Paul Simon has triumphantly set foot (musically, that is) in the 21st century with his first album of new material in six years.

Surprise (Warner Bros.), one of his best albums, is a captivating, rich brew of lyrical beauty, enhanced by the electronic soundscapes of Brian Eno. It has an understated edge to it and draws comparison to 1983’s Hearts and Bones (a masterpiece of loss and reconciliation) overshadowed by another, more popular masterpiece, 1986’s Grammy-winning Graceland.

There also is a similarity in theme to John Lennon‘s Double Fantasy. The bliss of domestic life on Surprise‘s “Beautiful” and “Father and Daughter” (the latter a 2002 Academy-Award nominee for Best Song) echo Lennon’s “Beautiful Boy” and “Watching the Wheels.” Simon paid homage to Lennon with the song “The Late Great Johnny Ace” on Hearts and Bones, and one can only imagine Lennon creating an album like Surprise were he alive.

Augmenting Simon’s musings is legendary electronics wizard Eno, a co-founder of the glam-rock band Roxy Music who has worked with David Bowie, Robert Fripp, U2 and others. On the surface, the collaboration between Simon and Eno appears incongruous, but the end result is seamless and made in heaven.

Why they haven’t worked together before is a mystery. Eno co-writes three of the 11 songs on Surprise, and his textured electronic soundscapes melt into Simon’s vivid imagery, especially on the epic “Once Upon a Time There Was An Ocean.” Bassist Pino Palladino and drummer Steve Gadd are perfect complements to Simon and Eno’s collaboration.

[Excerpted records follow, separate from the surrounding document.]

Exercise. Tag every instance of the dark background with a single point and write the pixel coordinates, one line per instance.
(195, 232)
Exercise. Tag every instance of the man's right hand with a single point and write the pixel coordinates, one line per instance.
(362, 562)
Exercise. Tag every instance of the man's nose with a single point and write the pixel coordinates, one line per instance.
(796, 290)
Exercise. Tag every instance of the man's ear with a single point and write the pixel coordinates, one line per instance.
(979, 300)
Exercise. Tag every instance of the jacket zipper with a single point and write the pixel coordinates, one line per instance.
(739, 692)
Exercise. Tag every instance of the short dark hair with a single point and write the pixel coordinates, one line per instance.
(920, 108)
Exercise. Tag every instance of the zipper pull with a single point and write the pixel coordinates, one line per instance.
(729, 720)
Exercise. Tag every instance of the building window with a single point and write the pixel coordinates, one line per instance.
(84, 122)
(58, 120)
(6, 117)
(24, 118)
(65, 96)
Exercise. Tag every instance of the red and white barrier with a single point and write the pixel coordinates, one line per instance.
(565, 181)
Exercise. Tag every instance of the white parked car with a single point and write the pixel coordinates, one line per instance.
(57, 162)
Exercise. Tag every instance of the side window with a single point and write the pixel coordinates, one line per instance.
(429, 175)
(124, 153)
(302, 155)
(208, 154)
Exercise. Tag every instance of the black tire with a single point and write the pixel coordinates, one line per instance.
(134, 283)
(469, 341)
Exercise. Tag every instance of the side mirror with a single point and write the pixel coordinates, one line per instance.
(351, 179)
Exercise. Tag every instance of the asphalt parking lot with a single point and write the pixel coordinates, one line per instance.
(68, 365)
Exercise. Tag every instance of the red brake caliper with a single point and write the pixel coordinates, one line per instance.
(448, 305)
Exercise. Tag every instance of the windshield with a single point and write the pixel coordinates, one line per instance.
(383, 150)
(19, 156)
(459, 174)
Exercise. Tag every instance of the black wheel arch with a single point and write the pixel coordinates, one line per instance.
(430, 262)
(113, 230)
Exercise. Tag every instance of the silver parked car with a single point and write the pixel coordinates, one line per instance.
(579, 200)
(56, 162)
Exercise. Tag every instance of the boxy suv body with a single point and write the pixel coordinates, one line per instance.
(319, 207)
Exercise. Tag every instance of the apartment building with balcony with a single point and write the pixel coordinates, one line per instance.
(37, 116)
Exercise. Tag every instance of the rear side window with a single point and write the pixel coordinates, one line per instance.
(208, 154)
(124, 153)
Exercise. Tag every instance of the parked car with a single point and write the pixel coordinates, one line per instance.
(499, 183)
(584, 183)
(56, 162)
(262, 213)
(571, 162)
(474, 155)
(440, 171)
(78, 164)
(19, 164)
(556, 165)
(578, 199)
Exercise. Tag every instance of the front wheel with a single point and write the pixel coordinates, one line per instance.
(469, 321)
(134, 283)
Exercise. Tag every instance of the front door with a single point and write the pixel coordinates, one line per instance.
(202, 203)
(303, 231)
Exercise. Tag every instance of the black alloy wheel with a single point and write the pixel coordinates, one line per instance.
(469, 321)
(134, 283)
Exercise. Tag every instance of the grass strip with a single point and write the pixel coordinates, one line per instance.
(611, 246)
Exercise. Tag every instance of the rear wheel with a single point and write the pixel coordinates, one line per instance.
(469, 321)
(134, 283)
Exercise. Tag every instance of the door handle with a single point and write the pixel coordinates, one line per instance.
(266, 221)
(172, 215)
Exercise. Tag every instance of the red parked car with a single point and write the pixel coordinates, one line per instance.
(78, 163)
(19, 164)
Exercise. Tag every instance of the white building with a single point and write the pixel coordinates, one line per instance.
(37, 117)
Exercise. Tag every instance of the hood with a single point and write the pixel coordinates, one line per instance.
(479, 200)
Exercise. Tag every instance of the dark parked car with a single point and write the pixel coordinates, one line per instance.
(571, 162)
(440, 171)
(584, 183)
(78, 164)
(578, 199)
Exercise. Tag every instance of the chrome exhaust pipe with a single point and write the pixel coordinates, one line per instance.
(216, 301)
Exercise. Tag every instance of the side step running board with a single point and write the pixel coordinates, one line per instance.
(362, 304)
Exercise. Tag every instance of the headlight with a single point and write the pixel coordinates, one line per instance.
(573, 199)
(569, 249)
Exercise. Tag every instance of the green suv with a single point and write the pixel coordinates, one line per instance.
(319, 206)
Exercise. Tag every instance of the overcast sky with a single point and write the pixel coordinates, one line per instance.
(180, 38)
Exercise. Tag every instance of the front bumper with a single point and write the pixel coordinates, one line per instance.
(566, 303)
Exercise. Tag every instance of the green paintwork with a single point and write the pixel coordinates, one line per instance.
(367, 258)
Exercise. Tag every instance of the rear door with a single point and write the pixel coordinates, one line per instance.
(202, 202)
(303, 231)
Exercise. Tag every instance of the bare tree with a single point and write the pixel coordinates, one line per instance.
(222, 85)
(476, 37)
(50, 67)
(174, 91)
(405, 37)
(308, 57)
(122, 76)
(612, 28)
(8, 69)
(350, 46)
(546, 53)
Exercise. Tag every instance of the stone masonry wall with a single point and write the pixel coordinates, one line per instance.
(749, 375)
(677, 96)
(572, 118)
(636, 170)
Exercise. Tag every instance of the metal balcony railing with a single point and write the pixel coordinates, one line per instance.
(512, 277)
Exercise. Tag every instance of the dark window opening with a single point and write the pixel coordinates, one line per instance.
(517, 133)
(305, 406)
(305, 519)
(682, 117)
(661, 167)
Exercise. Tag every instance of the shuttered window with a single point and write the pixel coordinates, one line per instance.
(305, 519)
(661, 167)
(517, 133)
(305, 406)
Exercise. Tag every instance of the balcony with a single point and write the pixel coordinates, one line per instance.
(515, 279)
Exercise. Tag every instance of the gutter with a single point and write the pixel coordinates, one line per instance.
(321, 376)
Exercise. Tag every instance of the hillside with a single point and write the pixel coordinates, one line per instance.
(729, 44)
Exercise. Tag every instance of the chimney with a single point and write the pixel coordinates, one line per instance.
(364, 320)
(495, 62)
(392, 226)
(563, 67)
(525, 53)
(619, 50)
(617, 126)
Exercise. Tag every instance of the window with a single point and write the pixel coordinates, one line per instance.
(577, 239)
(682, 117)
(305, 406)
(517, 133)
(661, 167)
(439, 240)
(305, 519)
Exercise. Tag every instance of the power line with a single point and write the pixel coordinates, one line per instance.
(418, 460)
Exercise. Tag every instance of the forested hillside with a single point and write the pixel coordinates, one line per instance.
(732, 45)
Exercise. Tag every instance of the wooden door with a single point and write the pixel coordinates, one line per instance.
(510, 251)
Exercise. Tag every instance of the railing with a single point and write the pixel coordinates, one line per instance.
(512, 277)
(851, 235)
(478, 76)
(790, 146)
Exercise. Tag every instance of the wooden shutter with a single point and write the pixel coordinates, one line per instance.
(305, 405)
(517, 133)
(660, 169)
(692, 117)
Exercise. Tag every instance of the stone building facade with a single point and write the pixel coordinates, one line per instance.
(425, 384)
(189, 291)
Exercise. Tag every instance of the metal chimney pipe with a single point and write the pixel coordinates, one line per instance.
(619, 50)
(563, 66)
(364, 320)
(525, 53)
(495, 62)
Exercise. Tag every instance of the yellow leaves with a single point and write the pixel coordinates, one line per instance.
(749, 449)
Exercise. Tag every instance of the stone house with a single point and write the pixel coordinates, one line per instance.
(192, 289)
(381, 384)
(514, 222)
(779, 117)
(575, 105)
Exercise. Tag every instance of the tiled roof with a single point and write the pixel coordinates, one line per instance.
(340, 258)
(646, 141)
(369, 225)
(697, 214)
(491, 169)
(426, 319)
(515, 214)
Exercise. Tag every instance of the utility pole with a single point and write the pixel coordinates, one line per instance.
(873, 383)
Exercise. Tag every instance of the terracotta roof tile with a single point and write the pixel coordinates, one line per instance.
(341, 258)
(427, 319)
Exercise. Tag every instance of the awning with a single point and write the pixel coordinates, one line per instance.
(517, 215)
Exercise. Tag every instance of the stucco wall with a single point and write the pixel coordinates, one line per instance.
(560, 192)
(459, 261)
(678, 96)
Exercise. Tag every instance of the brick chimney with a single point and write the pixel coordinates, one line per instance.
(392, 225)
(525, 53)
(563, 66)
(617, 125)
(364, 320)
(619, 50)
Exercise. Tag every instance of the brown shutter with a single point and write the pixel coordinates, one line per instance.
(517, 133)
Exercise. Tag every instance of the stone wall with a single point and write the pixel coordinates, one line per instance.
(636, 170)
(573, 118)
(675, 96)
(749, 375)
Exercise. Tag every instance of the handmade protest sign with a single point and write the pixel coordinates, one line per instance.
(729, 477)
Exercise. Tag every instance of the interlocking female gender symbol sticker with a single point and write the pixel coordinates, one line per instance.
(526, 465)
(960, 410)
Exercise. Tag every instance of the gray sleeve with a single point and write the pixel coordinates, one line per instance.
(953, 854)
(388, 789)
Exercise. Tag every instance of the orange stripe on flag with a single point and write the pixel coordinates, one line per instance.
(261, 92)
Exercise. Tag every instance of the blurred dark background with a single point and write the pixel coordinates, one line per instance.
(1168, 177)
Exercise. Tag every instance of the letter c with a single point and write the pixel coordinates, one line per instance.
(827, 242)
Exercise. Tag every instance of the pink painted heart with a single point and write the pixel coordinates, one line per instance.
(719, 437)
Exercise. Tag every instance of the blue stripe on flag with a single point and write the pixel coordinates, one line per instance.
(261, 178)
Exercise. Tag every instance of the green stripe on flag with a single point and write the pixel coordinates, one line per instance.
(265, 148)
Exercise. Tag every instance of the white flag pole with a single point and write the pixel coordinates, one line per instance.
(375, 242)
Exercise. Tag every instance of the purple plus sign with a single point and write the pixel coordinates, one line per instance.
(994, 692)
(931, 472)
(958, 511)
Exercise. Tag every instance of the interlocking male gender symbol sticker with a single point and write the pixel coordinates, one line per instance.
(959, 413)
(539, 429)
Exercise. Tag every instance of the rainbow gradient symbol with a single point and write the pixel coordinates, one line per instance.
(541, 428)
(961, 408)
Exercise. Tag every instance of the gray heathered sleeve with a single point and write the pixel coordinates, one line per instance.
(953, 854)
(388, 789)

The songs on the album sneak up on you and gain more depth with each listening. It has been said that in the particular is contained the universal, and Simon has made a living writing with this notion in mind. There is a lot of water imagery on this CD. The liner notes even highlight the references in bold type: water, tears, ocean, sea, rain, storm. Water is a birth symbol, but it also can signal a cataclysm or a deep emotional sadness.

The opening track “How Can You Live in the Northeast?” begins with fireworks and ends with a flood. The guitars are revved up to create a wall of sound reminiscent of the compositions of Philip Glass and Fripp’s King Crimson. The inferences to Hurricane Katrina and the deluge of New Orleans last year cannot be overlooked, but the imagery is more in line with birth and death, the apocalypse and the questioning of life’s existence. In effect, Simon is asking: How can you live anywhere on the planet considering the circumstances?

These and other themes are further explored in “Another Galaxy” (a weeper about changing your life) and “Outrageous,” catchy, quirky and funked-up pieces that counterbalance the more sedate tones of “Wartime Prayers,” a mournful song (with Herbie Hancock guesting on piano) dedicated to “. . . every family scattered and broken.” This song is a subtle indictment on the war and its practitioners. Simon muses that: “People hungry for the voice of God hear lunatics and liars,” and “. . . you cannot walk with the holy if you’re just a halfway decent man.” From his point of view, these sentiments apply to both sides of the current terror conflict.

“Sure Don’t Feel Like Love” is a meditation on social responsibility and making choices, and facing the consequences for wrong decisions, a lesson all world leaders should take note of.
“Everything About It Is a Love Song” is about getting older (Simon will turn 65 in October) and having regrets, but enjoying everything just the same.

Simon also thinks a lot about God: References to God or religion appear on almost every song. The narrator in “Outrageous” (co-written with Eno) starts out ranting against man’s inhumanity to man, then laments his fading looks. In the end he leaves it all in the hands of God, and he’s content to be “just an ordinary player in the key of C.”

This collection of songs is heartfelt and thoughtful, surprisingly spiritual and uplifting; anyone who has lost track of Simon over the years is in for quite a surprise with this album.